Ah, sorry. Read too quickly. I would suggest looking at some of the large setting and adventure books by Frog God Games. I'm not familiar with Hackmaster, but if it is an OSR game, you could get the S&W version of the FGG material and it should be easy to convert on the fly.
They have adventures and settings for a variety of styles. There are over 120 adventures and setting running from short adventure modules and 600+ page books.
- Adventures and Tehuatl (Mayan/Amazon inspired theme)
- Adventures in the Borderland Provinces + The Borderland Provinces setting book (good for more sandboxy, bog-standard fantasy medieval fantasy game)
- Bards Gate (large city setting with some adventures, also a separate
- City of Brass (very large adventure and setting book that eventually take you to the City of Brass and its surrounds, you don't have to play it all the way through if you want to avoid higher levels (the revised S&W has rules up to level 20 and City of Brass eventually gets into the highest levels)
- Cyclopean Deeps. Set of two books, each hundreds of pages. Underdark style weirdness.
- Grand Duchy of Reme. A setting book. Has Rohan (from Lord of the Rings) vibes with some horsemen nomad clan elements
- Rappan Athuk. Megadungeon
- Razor Coast. Island hopping, pirate flavor. More early age of sail era fantasy
- Sea King's Malice. I don't own this one. I believe it is underwater based.
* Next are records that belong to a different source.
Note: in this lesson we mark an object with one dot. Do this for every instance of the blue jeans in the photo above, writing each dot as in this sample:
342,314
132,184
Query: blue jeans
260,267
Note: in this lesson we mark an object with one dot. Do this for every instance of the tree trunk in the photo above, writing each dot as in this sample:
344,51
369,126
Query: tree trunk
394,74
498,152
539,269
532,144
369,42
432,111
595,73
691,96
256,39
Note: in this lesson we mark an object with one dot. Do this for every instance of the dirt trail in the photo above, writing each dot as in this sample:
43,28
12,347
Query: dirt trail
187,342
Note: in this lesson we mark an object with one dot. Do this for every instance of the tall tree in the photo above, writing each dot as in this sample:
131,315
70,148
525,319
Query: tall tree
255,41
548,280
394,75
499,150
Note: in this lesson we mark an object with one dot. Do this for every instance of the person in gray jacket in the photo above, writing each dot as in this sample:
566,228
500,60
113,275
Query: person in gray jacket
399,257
- Stoneheart Valley. Solid adventure path in a more contained area. Would be good to pair with Bard's Gate. More bog-standard fantasy.
- Tegel Manor. Remake of the classic 1977 Judges Guild haunted house and surrounding area. Can be run as a shorter campaign. I like it, but there were some issues with the maps.
- The Blight. Massive city state setting, higher level tech than typical fantasy. Grim dark: rotten, urban, degenerate city. Adventure path to uncover plots and threats from extraplanar incursions
- The Northlands Saga. Viking era inspired.
- Or you can just buy the Lost Lands setting book and a bunch of shorter adventures and piece together your own campaign from that.